The search or frisk was unlawful in its inception; the initial confrontation of Neese was constitutionally impermissible; and the deprivation suffered by Hughes, either on a derivative or direct and personal basis are on the same footing.

The judgment of the Court of Criminal Appeals is reversed and this action is dismissed.

Reversed and Dismissed.

BROCK, C.J., and FONES, J., concur.

COOPER and HARBISON, JJ., concur in results only.


[1] At the suppression hearing on remand the Trial Judge declined to address this issue, merely noting that "it was controverted as to whether the window was ... down or up," a finding that is more characterized by its brevity than its enlightenment.

[2] There is a discrepancy between the statements of Hughes and Neese to the police officer with respect to the purpose of the trip. The officer says that Neese told him that he and Hughes were going to Florida; that they had had motor trouble; and that Hughes had a friend who could repair it.
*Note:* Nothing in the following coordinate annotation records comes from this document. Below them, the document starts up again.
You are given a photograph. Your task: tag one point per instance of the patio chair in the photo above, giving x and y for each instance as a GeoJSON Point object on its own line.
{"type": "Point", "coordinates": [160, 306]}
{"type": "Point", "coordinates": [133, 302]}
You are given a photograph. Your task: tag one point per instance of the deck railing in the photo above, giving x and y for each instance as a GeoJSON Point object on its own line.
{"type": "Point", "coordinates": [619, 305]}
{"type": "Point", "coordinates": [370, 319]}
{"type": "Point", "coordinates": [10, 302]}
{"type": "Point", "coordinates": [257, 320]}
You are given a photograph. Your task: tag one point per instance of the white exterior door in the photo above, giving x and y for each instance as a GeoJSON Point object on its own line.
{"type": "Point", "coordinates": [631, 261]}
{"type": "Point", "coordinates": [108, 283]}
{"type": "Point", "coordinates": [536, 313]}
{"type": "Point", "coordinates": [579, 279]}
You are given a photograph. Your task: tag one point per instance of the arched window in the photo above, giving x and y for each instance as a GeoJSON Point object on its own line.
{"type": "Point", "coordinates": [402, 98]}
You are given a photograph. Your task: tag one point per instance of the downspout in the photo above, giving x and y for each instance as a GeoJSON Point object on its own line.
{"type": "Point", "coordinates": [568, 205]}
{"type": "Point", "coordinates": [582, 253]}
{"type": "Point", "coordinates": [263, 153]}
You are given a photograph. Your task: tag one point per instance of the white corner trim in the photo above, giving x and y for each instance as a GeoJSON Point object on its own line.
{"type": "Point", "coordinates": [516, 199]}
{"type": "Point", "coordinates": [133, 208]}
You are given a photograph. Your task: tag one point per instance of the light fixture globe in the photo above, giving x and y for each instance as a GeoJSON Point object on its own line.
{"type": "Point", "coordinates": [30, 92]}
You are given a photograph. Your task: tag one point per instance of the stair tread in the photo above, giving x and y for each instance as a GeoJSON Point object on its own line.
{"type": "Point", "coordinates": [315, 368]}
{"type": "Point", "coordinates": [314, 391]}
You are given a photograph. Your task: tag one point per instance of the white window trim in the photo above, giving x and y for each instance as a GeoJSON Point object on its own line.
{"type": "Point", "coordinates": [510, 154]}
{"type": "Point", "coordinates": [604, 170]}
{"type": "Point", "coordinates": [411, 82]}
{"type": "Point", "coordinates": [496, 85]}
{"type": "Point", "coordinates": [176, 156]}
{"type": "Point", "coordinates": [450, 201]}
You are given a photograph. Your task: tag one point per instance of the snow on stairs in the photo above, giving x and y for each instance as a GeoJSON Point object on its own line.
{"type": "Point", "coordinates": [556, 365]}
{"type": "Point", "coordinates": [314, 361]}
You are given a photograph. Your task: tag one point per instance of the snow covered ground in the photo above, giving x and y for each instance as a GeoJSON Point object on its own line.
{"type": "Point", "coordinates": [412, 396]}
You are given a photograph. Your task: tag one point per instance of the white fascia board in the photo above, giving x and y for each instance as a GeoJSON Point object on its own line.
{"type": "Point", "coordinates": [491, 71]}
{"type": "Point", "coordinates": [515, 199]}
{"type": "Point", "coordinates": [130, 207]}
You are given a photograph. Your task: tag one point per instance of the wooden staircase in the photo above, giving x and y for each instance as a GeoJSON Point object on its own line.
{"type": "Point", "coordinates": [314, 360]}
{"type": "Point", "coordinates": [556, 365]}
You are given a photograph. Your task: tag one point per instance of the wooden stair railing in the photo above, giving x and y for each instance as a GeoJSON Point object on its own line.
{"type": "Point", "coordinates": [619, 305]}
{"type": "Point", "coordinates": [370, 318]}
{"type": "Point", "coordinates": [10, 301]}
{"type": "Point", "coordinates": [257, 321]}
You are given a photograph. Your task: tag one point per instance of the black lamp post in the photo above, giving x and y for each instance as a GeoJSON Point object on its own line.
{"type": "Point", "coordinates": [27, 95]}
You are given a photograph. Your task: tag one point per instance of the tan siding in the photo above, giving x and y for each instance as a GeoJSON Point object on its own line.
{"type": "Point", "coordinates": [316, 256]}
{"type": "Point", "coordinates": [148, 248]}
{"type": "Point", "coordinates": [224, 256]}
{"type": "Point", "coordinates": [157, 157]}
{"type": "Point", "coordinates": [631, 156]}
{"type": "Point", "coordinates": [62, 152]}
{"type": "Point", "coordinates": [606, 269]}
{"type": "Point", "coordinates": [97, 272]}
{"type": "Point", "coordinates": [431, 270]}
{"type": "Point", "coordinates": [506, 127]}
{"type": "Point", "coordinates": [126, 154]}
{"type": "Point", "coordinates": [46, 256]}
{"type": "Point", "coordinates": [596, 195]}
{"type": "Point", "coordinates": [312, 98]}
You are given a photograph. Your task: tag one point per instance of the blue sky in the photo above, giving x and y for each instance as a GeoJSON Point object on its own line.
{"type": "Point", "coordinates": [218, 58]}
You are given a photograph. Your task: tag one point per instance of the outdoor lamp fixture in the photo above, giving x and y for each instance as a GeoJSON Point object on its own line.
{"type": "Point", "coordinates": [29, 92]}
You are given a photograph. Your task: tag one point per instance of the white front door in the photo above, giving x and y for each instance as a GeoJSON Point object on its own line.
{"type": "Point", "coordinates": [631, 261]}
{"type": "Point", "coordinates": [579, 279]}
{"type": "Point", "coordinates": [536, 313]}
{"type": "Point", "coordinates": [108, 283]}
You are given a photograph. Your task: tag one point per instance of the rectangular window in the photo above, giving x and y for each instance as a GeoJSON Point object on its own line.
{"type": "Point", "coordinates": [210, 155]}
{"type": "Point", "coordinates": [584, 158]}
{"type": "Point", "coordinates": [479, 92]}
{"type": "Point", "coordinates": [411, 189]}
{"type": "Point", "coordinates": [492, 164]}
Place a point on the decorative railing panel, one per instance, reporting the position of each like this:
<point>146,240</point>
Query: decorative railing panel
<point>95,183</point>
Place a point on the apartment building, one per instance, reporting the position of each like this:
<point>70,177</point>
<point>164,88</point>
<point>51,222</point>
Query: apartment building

According to the officer, Hughes told him he went to see about a Blazer that was mired up in the mud and that he was on his way back to Murfreesboro.

[3] His officer companion died between the two trials. No effort was made to introduce his former testimony.

[4] The proprietor, neither at the trial nor the suppression hearing, detailed any strange or suspicious conduct.

[5] The Trial Judge, after the suppression hearing, stated that "the proprietor of the Country Store became suspicious of Defendant Neese for reasons which need not be gone into." A more accurate phrase would have been, "for reasons that were never given."

[6] The officer testified that he smelled burning marijuana after the window was lowered. This prompted the search of the automobile and the discovery of the contraband upon which the prosecution was based.

[7] We do not consider it either necessary or appropriate to discuss the remaining facts, in view of the conclusion we reach in Section IV, infra.

[8] There is no indication that it was unusual for people to be in the store during the hours it was open for public business. His action was no different from the activity of the normal patron in a grocery store and restaurant. See Brown v. Texas, supra, for similar language applied to an analogous situation.